A money changer counts Turkish lira bills at an currency exchange office in central Istanbul, Turkey, August 21, 2015. REUTERS/Murad Sezer/File Photo

By Ercan Gurses and Nevzat Devranoglu

ANKARA, Dec 8  – Turkey’s prime minister said on Thursday the government would make no unnecessary spending next year but would offer easier credit for the private sector as he announced measures to boost a stalling economy and shore up the lira.

The steps outlined by Binali Yildirim include cheaper funding for companies, easier loan restructuring for banks, and a tighter lid on public spending.

“There won’t be any unnecessary spending in 2017. No new buildings, no new car purchases, and no trivial trips by the government,” Yildirim told a news conference, flanked by cabinet ministers.

The gloomy economic outlook marks a sharp turnaround for Turkey, once considered one of the world’s most promising emerging markets thanks to its youthful population and years of rapid growth under the ruling AK Party.

Investors are no longer as optimistic. Third quarter growth figures due next week are expected to have turned negative for the first quarter since 2009.

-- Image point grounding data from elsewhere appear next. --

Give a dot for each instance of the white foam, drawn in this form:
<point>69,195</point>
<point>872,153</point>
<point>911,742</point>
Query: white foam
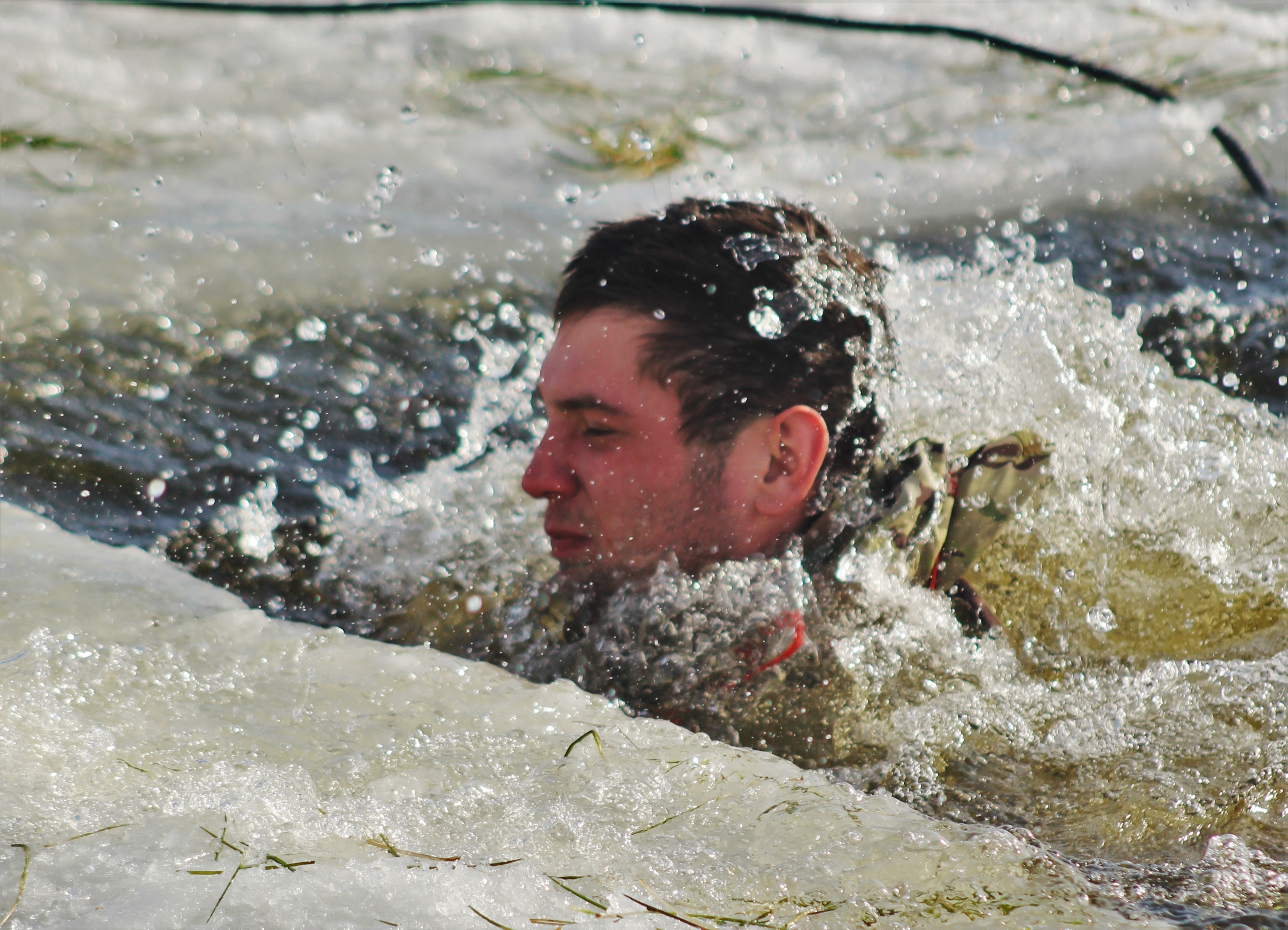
<point>134,695</point>
<point>232,161</point>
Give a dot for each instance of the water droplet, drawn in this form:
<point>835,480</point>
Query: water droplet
<point>766,323</point>
<point>311,330</point>
<point>263,366</point>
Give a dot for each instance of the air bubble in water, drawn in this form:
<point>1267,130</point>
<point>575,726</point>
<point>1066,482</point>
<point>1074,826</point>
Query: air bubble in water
<point>311,330</point>
<point>1102,620</point>
<point>263,366</point>
<point>290,440</point>
<point>766,323</point>
<point>383,190</point>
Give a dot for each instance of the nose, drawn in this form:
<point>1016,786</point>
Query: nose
<point>549,474</point>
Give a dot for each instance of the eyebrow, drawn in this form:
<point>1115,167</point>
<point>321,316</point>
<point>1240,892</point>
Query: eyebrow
<point>586,403</point>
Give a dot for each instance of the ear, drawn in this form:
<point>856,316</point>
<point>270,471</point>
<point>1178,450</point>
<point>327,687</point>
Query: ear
<point>798,446</point>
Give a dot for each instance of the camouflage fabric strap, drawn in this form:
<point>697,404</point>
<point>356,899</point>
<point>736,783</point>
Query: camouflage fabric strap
<point>997,481</point>
<point>942,521</point>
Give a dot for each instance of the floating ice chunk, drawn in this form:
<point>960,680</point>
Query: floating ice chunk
<point>766,323</point>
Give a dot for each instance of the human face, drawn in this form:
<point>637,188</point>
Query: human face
<point>622,485</point>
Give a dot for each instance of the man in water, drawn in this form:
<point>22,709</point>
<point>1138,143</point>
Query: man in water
<point>711,476</point>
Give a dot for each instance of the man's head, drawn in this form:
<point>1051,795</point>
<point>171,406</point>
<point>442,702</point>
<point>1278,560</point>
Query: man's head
<point>714,370</point>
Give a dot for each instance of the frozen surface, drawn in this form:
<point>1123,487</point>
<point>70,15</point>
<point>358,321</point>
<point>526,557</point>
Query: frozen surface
<point>134,695</point>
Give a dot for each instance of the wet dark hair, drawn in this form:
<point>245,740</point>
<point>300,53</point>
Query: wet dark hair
<point>764,307</point>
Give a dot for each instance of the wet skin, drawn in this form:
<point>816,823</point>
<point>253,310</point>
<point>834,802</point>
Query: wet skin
<point>624,487</point>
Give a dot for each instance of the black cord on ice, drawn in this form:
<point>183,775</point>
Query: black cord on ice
<point>1238,155</point>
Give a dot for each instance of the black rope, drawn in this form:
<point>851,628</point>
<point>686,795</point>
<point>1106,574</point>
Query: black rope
<point>1232,146</point>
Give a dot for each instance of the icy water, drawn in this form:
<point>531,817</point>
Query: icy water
<point>274,295</point>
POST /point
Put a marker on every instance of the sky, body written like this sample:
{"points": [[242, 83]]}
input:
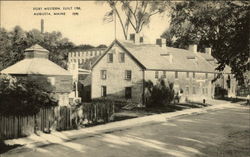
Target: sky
{"points": [[85, 28]]}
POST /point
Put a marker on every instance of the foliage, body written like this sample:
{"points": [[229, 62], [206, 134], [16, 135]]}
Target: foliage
{"points": [[97, 111], [222, 25], [220, 92], [134, 13], [13, 43], [21, 97], [159, 94]]}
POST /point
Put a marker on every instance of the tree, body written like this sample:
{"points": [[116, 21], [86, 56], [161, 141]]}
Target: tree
{"points": [[136, 14], [222, 25], [159, 94], [21, 97]]}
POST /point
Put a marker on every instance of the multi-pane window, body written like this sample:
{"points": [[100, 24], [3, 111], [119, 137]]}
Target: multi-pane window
{"points": [[103, 91], [104, 74], [164, 74], [194, 90], [157, 74], [187, 90], [176, 74], [110, 57], [52, 80], [122, 57], [128, 74], [128, 92]]}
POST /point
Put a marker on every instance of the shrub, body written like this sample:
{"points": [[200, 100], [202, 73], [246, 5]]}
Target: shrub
{"points": [[21, 97], [220, 92], [159, 94]]}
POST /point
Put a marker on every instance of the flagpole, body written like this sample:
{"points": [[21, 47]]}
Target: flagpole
{"points": [[115, 23]]}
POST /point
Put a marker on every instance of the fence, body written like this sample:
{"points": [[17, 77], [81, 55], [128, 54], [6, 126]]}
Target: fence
{"points": [[58, 118]]}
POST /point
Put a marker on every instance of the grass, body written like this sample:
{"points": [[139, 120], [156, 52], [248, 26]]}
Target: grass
{"points": [[234, 145], [4, 148]]}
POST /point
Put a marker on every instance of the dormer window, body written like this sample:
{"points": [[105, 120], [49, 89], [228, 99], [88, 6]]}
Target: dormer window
{"points": [[104, 74], [122, 57], [110, 58], [176, 75], [128, 75]]}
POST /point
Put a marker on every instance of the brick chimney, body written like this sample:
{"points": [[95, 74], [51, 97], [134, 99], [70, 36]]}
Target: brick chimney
{"points": [[193, 48], [136, 38], [208, 50], [161, 42]]}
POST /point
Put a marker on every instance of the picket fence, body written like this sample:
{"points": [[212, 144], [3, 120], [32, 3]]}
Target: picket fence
{"points": [[57, 118]]}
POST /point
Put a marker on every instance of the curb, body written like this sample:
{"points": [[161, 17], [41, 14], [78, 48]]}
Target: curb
{"points": [[67, 136]]}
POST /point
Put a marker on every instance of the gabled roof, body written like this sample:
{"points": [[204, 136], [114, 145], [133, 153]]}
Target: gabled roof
{"points": [[214, 62], [36, 47], [110, 46], [154, 57]]}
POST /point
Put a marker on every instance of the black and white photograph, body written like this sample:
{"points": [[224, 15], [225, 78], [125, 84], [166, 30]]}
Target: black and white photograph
{"points": [[124, 78]]}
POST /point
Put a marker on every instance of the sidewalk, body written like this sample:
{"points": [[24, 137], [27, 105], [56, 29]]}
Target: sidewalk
{"points": [[65, 136]]}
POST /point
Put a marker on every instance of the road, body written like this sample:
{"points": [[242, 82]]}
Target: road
{"points": [[222, 133]]}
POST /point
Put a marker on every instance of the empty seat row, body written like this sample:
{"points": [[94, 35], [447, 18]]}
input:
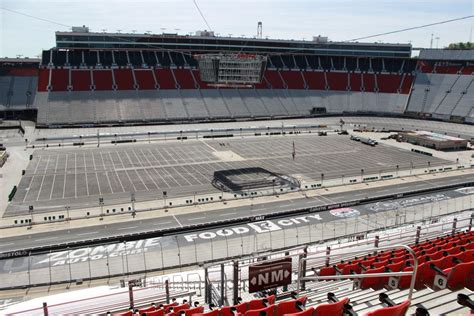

Yildirim said 250 billion lira ($70 billion) in loans would be created to help struggling firms, while there would be additional incentives for investments in production and tax refunds on construction. Some social security premiums would be postponed for employers.

The banking regulator had also agreed to let banks restructure loans to the private sector, he said.

But he said the measures would not require any additional government borrowing or compromise budget discipline. No new state employees would be taken on next year, beyond around 60,000 mostly police and teachers already agreed.

Yildirim also announced a 7.5 percent cap on the deposit rate banks can offer government agencies, a bid to bring down the cost of borrowing, confirming a Reuters report.


The government’s economic coordination committee has met several times in recent weeks in response to the lira’s steep decline. The currency has fallen as much as 20 percent this year, hit by a strong U.S. dollar and concern about the crackdown that followed a failed coup in July.

President Tayyip Erdogan has said Turks should convert forex into gold or lira, a call heeded by some institutions and individuals. The lira has since recovered somewhat.

But Yildirim’s steps left some economists unconvinced.

“Contrary to market expectations for measures to address currency weakness, the package was mostly about credit growth,” said Nomura economist Inan Demir, describing the response to the lira weakness as “underwhelming”.

Yildirim said state institutions would avoid contracts in foreign currency unless strictly necessary and said existing contracts would be converted to lira where possible. He said Erdogan’s call was already paying dividends.

Turkey’s postal service on Thursday converted $172 million into lira, following similar steps by the defence ministry, energy market regulator and stock exchange.